The Progress of Stem Cell-Based Therapies For Autoimmune Diseases

One of the more perplexing questions in biomedical research is why does the body’s protective shield against infections, the immune system, attack its own vital cells, organs, and tissues The answer to this question is central to understanding an array of autoimmune diseases, such as rheumatoid arthritis, type 1 diabetes, systemic lupus erythematosus, and Sjogren’s syndrome. When some of the body’s cellular proteins are recognized as “foreign” by immune cells called T lymphocytes, a destructive cascade of inflammation is set in place. Current therapies to combat these cases of cellular mistaken identity dampen the body’s immune response and leave patients vulnerable to life-threatening infections. Research on stem cells is now providing new approaches to strategically remove the misguided immune cells and restore normal immune cells to the body.

Autoimmune diseases arise when this intricate system for the induction and maintenance of immune tolerance fails.
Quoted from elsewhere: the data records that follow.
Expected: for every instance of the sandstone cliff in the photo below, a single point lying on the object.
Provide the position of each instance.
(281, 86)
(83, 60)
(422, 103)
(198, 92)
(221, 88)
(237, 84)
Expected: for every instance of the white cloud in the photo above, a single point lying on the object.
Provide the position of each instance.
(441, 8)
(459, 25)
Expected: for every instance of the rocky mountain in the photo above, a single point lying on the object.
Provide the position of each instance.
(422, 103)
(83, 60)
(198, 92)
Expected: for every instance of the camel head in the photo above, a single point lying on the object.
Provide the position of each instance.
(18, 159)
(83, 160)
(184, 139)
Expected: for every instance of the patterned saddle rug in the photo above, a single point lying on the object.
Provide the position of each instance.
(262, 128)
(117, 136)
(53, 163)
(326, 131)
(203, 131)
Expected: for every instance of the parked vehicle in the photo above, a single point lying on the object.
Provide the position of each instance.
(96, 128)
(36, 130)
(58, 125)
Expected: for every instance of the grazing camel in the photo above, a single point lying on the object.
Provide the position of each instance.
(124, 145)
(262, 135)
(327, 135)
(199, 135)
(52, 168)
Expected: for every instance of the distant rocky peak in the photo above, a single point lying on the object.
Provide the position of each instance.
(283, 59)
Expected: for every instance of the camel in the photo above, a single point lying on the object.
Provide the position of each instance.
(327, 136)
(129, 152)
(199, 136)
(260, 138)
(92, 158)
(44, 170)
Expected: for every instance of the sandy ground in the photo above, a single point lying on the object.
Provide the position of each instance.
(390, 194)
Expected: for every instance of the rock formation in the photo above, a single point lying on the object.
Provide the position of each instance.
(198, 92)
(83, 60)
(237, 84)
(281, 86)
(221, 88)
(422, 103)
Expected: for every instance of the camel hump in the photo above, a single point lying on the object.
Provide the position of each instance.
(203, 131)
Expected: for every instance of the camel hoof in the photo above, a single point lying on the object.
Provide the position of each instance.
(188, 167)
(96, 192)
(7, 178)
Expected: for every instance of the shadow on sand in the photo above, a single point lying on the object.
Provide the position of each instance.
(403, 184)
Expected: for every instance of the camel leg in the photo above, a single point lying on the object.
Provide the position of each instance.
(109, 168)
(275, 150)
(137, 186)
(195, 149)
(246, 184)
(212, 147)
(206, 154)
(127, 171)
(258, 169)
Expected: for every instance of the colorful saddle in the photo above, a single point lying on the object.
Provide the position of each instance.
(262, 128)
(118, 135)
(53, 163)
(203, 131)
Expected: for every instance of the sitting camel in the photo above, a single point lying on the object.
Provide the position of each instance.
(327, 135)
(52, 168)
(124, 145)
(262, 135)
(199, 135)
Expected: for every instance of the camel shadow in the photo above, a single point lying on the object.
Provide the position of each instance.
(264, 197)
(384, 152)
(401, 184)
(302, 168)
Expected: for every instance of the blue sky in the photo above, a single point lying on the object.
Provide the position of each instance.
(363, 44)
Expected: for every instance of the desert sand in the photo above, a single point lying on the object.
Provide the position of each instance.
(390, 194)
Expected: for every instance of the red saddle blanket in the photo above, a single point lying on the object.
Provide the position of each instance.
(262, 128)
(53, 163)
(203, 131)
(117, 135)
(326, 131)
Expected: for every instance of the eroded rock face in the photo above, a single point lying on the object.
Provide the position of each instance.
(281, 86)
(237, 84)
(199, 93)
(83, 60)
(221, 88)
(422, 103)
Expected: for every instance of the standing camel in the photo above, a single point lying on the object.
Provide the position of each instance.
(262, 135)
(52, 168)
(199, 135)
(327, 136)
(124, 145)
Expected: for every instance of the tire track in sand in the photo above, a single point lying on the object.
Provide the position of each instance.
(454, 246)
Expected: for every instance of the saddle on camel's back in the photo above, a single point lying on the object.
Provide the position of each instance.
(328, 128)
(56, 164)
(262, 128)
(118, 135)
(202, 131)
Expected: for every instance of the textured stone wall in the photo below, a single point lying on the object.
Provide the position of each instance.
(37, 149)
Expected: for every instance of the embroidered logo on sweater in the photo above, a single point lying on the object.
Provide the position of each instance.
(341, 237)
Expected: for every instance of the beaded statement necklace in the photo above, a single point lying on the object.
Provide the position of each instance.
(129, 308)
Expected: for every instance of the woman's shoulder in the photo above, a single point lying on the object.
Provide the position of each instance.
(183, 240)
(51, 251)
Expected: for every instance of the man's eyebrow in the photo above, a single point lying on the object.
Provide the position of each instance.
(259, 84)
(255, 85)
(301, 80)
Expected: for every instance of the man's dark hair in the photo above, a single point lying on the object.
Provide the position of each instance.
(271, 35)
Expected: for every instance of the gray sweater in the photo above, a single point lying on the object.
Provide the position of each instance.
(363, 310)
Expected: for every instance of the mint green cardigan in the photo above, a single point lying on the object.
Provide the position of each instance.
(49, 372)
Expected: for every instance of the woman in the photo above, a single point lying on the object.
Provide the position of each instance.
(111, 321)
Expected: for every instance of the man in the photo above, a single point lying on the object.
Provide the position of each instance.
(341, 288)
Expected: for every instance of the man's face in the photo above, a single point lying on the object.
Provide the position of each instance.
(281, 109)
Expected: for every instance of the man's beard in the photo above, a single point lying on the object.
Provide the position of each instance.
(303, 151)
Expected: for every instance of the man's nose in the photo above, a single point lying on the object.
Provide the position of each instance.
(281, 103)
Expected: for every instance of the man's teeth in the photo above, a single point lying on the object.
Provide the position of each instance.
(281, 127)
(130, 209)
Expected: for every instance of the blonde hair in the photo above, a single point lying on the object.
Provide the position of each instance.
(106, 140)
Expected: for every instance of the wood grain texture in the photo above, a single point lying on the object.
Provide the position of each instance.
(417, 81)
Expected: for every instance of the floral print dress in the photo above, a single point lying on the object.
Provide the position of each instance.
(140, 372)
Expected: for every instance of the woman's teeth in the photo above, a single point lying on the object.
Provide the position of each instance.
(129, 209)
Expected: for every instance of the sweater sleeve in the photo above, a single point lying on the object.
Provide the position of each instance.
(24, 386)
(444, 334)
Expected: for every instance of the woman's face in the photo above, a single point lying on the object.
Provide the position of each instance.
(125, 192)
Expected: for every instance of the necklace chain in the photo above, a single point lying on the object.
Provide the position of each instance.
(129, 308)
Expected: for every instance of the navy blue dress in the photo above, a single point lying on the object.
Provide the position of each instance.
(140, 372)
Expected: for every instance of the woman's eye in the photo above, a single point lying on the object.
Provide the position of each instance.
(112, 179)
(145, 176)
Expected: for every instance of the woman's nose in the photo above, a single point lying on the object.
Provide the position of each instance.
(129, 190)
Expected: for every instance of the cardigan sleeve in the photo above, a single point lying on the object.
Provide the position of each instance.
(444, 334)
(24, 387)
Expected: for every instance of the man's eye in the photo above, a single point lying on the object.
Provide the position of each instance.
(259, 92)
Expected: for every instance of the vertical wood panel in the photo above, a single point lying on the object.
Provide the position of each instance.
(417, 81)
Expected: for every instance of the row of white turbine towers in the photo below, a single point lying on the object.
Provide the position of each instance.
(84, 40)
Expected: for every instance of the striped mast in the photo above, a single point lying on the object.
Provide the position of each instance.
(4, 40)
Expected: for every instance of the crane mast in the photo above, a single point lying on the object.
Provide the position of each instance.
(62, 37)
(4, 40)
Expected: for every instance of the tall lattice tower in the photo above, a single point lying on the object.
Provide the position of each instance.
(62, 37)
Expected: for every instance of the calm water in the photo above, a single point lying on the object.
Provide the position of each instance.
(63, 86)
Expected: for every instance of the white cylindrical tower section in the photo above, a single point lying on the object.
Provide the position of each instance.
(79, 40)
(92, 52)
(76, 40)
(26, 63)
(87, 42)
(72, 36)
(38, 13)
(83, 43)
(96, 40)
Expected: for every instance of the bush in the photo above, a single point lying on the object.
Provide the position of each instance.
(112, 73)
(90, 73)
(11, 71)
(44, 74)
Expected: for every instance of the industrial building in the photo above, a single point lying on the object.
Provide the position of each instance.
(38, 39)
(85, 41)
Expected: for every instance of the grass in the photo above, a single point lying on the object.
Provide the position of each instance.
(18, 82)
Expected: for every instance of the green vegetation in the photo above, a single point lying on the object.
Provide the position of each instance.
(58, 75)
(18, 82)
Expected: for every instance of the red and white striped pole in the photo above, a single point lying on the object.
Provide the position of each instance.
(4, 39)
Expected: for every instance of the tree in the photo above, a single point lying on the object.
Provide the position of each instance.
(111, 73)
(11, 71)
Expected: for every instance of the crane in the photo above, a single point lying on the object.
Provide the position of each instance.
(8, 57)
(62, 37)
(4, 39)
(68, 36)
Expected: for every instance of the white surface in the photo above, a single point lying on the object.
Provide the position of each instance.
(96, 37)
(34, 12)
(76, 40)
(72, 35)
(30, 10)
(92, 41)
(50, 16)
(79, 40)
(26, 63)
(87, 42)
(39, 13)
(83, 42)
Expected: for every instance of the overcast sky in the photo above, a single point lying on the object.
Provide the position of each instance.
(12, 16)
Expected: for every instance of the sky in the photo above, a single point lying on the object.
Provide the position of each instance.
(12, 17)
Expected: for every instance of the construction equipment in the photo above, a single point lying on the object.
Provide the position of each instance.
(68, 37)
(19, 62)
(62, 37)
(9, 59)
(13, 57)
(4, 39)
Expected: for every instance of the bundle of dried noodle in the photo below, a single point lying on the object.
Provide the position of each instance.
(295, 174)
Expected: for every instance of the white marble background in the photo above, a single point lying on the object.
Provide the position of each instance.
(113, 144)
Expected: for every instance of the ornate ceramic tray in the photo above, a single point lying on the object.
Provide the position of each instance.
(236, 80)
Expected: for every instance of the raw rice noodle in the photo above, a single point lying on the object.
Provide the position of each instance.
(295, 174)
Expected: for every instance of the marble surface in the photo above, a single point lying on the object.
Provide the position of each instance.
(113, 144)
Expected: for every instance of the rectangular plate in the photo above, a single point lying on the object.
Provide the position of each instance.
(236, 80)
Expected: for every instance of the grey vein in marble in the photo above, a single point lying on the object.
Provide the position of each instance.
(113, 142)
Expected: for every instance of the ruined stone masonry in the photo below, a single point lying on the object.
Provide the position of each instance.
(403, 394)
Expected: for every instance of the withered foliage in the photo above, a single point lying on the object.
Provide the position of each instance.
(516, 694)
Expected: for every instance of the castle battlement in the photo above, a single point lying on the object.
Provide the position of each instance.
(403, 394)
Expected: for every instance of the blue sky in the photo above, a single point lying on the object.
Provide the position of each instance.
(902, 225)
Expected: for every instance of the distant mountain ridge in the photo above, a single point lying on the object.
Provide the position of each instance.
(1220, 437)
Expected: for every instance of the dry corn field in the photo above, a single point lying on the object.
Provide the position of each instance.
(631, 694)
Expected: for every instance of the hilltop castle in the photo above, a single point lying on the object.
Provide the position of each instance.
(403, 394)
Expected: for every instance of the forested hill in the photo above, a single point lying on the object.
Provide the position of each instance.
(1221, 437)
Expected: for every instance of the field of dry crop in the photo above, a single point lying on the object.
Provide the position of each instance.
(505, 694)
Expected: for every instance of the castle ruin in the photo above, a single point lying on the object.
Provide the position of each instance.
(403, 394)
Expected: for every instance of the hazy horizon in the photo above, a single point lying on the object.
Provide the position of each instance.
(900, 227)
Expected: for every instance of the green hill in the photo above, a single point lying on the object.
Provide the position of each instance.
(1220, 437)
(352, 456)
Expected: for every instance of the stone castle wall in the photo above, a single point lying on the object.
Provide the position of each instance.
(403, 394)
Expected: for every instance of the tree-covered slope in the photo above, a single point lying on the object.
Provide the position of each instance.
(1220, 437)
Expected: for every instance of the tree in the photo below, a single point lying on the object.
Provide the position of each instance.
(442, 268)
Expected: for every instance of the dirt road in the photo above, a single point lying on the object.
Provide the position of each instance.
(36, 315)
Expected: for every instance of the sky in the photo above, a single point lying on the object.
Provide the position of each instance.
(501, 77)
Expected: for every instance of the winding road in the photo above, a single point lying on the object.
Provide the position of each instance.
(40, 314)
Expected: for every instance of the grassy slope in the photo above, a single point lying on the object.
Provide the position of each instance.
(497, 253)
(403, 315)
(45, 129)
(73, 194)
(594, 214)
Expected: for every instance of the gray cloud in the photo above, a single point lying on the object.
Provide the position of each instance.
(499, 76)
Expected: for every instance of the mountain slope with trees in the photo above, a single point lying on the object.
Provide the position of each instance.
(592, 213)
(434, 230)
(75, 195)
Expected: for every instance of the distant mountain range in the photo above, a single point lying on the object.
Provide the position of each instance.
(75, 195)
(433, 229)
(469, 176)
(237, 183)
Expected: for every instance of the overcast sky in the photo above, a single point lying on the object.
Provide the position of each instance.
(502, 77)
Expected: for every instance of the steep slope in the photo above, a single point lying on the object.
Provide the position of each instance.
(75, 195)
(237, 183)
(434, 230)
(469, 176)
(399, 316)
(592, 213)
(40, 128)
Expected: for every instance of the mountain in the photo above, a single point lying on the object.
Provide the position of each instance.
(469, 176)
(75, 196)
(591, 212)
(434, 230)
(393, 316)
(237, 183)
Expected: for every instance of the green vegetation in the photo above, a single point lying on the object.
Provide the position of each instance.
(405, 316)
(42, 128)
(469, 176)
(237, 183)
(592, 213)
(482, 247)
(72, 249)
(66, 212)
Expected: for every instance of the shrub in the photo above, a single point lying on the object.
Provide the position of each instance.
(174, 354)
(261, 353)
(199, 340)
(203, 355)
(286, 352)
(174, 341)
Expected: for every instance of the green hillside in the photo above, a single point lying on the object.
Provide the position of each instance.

These diseases result in cell and tissue destruction by antigen-specific CD8 cytotoxic T cells or autoantibodies (antibodies to self-proteins) and the accompanying inflammatory process. These mechanisms can lead to the destruction of the joints in rheumatoid arthritis, the destruction of the insulin-producing beta cells of the pancreas in type 1 diabetes, or damage to the kidneys in lupus. The reasons for the failure to induce or maintain tolerance are enigmatic. However, genetic factors, along with environmental and hormonal influences and certain infections, may contribute to tolerance and the development of autoimmune disease

The current treatments for many autoimmune diseases include the systemic use of anti-inflammatory drugs and potent immunosuppressive and immunomodulatory agents. In recent years, researchers have contemplated the use of stem cells to treat autoimmune disorders. The immune-mediated injury in autoimmune diseases can be organ-specific, such as type 1 diabetes which is the consequence of the destruction of the pancreatic beta islet cells or multiple sclerosis which results from the breakdown of the myelin covering of nerves. These autoimmune diseases are amenable to treatments involving the repair or replacement of damaged or destroyed cells or tissue. In contrast, non-organ-specific autoimmune diseases, such as lupus, are characterized by widespread injury due to immune reactions against many different organs and tissues. This is a severe disease affecting multiple organs in the body including muscles, skin, joints, and kidneys as well as the brain and nerves.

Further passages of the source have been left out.